Min stack and max-frequency stack

Two design problems, one technique. Pin a parallel auxiliary to a stack and the augmented operation collapses to a peek; the auxiliary's shape tracks the contract.

13.2intermediate 15 min 2,367 words python · java · cpp · go Updated 2026-05-25

Problem ladder

Star problem

Stretch (2)

Part 4 chapter Min and max stacks taught the algorithm: pin a parallel auxiliary to the values stack and getMin reduces to a peek. The shape of the auxiliary tracked the aggregate. One parallel int stack for the running min. Two hash maps plus a counter for the most-frequent element. Three problems, one technique.

Now look at the same surface from a different angle. Part 13 is about designing data structures, and the design decision a real interviewer makes when asked for an O(1)-augmented stack is not "what algorithm". It is "what auxiliary, sized and shaped against this contract." The algorithm chapter taught the answer; the question is what gets you there from a cold start. Two pieces of state map to two contract clauses, and the discipline of mapping them is what generalises beyond the specific problems.

What "design a stack" actually means#

The interviewer hands you a contract. Four operations, all O(1), and one of them is something a vanilla stack cannot do.

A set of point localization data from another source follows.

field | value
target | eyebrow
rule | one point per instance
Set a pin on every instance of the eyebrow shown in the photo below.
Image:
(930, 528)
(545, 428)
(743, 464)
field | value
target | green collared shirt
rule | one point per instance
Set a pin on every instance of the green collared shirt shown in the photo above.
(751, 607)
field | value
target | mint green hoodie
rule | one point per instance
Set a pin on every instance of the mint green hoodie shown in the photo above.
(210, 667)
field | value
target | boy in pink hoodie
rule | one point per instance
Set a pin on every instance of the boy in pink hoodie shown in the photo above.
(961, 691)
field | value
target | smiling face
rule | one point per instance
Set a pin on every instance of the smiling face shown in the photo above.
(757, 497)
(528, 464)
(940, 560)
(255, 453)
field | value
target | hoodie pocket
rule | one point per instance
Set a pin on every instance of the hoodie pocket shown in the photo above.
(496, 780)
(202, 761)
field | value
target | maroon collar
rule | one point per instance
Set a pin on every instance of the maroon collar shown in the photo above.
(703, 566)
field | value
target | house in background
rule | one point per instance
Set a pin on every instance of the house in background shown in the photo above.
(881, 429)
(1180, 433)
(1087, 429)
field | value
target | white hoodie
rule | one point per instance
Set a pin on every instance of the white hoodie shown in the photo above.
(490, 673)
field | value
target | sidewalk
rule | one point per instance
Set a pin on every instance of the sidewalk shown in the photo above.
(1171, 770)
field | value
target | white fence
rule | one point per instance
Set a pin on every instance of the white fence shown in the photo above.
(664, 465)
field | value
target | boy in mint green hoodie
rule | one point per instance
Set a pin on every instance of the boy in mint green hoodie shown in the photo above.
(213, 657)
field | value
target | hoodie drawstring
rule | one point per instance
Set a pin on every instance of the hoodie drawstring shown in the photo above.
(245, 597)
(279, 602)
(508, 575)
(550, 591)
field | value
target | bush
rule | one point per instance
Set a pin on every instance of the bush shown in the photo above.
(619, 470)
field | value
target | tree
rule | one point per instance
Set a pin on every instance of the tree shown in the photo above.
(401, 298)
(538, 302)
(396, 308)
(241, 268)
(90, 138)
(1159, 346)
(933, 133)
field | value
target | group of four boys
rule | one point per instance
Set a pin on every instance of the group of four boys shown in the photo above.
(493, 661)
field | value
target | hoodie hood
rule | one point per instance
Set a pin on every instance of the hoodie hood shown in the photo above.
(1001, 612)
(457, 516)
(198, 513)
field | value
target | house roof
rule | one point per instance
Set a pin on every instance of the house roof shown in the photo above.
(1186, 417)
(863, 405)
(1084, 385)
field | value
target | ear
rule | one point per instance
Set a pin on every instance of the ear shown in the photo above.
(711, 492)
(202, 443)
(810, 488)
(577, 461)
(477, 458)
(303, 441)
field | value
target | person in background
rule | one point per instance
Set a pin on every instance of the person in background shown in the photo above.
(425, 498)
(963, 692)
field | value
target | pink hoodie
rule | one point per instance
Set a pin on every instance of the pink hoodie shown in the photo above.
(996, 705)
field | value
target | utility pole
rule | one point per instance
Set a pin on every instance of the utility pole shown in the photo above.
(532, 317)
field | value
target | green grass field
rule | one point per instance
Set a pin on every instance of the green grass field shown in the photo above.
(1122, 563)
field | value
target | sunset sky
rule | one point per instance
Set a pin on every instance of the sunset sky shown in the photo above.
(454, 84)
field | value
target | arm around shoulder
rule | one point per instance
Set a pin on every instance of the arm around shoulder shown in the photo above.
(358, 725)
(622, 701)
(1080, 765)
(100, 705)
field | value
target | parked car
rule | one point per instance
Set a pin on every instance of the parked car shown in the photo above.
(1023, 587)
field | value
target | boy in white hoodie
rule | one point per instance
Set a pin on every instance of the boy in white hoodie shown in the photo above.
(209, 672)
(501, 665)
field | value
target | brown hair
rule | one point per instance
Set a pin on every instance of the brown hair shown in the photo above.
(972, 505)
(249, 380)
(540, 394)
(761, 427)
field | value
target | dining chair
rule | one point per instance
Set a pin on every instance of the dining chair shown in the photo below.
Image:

LC 155 contractLC 895 contract
push(val) — O(1)push(val) — O(1)
pop() — O(1)pop() returns and removes the most-frequent element, ties broken by recency — O(1)
top() — O(1)(no top)
getMin() returns the smallest currently on the stack — O(1)

The question is not "implement a stack." A stack is one line of code in any of the four reference languages. The question is "what extra state do I carry on push and pop so that the augmented operation does not have to scan?"

That framing has two halves. The augmented operation tells you what aggregate you owe. The vanilla operations tell you when the aggregate has to be updated, and how cheaply. A design that nails the first and not the second produces O(1) reads and O(n) writes, which fails the contract just as hard.

Two operations, two pieces of state#

The technique: every push records something on an auxiliary; every pop unwinds it; the augmented operation reads the auxiliary's current state. The auxiliary has to satisfy three properties.

Important

The pinning invariant. After every operation, the auxiliary's exposed value equals the aggregate over the current contents of the values stack. The push step preserves it by recording the new state. The pop step preserves it by unrecording exactly the state the matching push added. Designs that fail break one of these two halves.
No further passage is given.